The golden rule in determining whether Judiciary has crossed the Lakshman Rekha in the guise of interpreting a statute is really whether a Judge has only ironed out the creases that he found in a statute in the light of its object, or whether he has altered the material of which the Act is woven. In short, the difference is the well-known philosophical difference between ‘is’ and ‘ought’. Does the Judge put himself in the place of the Legislator and ask himself whether the Legislator intended a certain result, or does he state that this must have been the intent of the Legislator and infuse what he thinks should have been done had he been the Legislator. If the latter, it is clear that the Judge then would add something more than what there is in the statute by way of a supposed intention of the Legislator and would go beyond creative interpretation of legislation to legislating itself. It is at this point that the Judge crosses the Lakshman Rekha and becomes a Legislator, stating what the law ought to be instead of what the law is.

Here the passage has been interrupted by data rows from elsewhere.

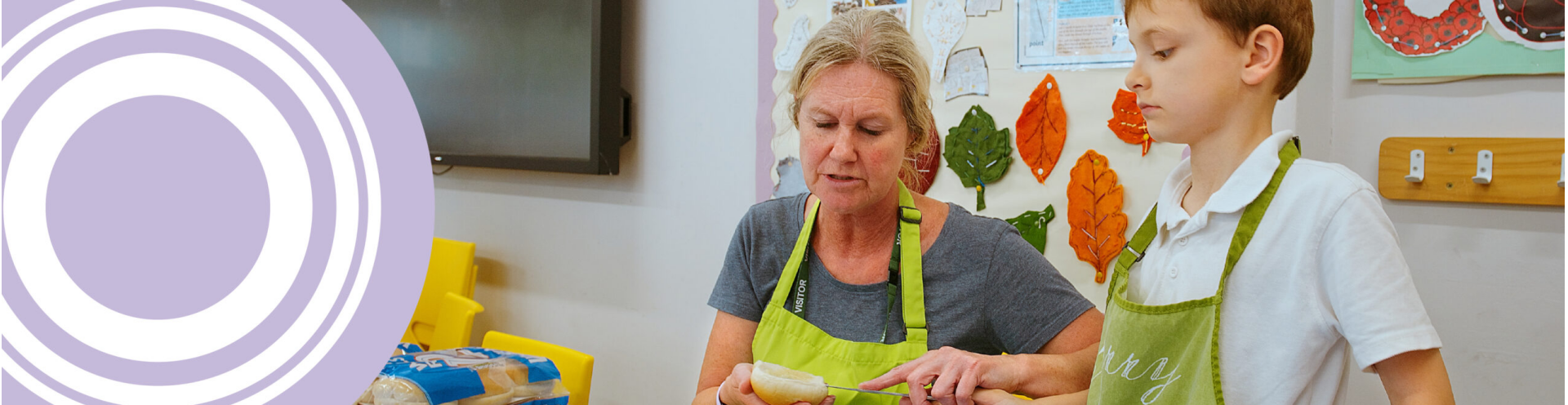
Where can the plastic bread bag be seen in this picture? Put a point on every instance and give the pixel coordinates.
(468, 376)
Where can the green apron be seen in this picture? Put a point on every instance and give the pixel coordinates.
(787, 340)
(1170, 354)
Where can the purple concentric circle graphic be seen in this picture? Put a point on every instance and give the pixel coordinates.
(203, 202)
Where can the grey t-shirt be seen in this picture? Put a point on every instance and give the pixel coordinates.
(987, 289)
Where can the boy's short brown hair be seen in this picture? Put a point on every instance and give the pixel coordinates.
(1293, 18)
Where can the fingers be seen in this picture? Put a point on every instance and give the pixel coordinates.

It is clear that viewed with the lens of the Legislator, we would be doing violence both to the intent and the language of Parliament if we were to read the word ‘mental’ into Section 2(1)(d) of the 2012 Act. Given the fact that it is a beneficial/penal legislation, we as Judges can extend it only as far as Parliament intended and no further.”
– Hon’ble Justice R.F. Nariman, Ms. Eera through Manjula Krippendorf v. Govt. of NCT of Delhi, [Criminal Appeal No. 1217-1219 of 2016].